‘The Monkey’s Teeth,’ French cartoon written by patients in a mental hospital
By Oliver Hall
Source: Dangerous Minds
Les dents du singe (The Monkey’s Teeth) is the directorial debut of René Laloux, the animator who made Fantastic Planet and Time Masters. This, his first short, came out of the experimental La Borde clinic at Cour-Cheverny. As supervisor of artistic activities at La Borde, Laloux staged therapeutic puppet shows with the resident malades mentaux during the years before he gave them their big break in the motion picture business.
According to his obit in Positif, Laloux and his patients were aided in writing the screenplay for Les dents du singe by Félix Guattari, later the co-author of a number of influential books with the philosopher Gilles Deleuze; the group’s screenwriting method was something like a combination of “automatic writing, exquisite corpse, and Jung’s tests.” In 1960, Guattari was working at La Borde as a therapist. He had been drawn to the clinic by its founder, the Lacanian psychiatrist Jean Oury.

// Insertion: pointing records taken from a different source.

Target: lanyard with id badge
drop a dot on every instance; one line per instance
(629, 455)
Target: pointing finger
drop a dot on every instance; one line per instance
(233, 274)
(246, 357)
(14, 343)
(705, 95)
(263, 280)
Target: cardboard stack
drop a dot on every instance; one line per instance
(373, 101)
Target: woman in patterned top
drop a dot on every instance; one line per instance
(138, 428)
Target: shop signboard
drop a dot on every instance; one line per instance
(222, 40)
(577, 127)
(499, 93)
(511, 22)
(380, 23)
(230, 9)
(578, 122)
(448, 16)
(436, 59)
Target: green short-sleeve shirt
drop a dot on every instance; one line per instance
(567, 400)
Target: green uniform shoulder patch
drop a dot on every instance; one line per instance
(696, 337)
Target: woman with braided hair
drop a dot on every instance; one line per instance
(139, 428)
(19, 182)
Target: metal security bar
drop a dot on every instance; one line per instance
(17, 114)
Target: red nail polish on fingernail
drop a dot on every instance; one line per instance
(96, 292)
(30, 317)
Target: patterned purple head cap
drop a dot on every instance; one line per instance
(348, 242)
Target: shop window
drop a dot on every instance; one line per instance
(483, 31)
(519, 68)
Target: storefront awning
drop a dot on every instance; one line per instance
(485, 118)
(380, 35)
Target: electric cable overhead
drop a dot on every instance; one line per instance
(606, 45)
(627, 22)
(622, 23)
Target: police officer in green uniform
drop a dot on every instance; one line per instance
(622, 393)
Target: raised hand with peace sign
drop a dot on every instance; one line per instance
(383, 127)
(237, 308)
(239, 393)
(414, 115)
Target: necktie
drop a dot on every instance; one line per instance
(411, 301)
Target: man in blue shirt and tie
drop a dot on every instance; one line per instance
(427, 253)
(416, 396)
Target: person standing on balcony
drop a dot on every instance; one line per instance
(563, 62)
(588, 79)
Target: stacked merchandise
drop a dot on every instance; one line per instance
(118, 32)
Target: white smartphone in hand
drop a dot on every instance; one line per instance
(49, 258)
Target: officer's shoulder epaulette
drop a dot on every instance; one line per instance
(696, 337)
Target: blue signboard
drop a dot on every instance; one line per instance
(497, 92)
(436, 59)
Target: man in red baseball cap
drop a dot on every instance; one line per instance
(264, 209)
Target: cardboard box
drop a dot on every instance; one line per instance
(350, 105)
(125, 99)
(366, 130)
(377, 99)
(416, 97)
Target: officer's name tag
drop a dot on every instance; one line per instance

The biography Gilles Deleuze and Félix Guattari: Intersecting Lives conveys a sense of life at La Borde:
Oury baptized his clinic as soon as it opened in April 1953, writing a constitution that he dated Year I (a tongue-in-cheek reference to the French Revolution) and that defined the three guiding principles for this collective therapeutic undertaking. The mangers were protected by democratic centralism, reflecting the Marxist-Leninist ideal that was still popular in the year of Stalin’s death. The second principle reflected the idea of a communist utopia whereby each staff member would alternate between manual labor and intellectual work, which effectively made any status temporary. Tasks were assigned on a rotating basis: everyone in the clinic switched from medical care to housekeeping, from running workshops to preparing theatrical activities. The last principle was antibureaucratic, so things were organized in a communitarian way whereby responsibilities, tasks, and salaries were all shared. Although the term “institutional psychotherapy” had not yet been coined, many of its themes were already in evidence: spatial permeability, freedom of movement, a critique of professional roles and qualifications, institutional flexibility, and the need for a patients’ therapy club.
Hollywood has not yet produced many tales about bike-riding simians meting out justice at the dentist’s office, but I expect we’ll see a “reboot” of The Monkey’s Teeth before long.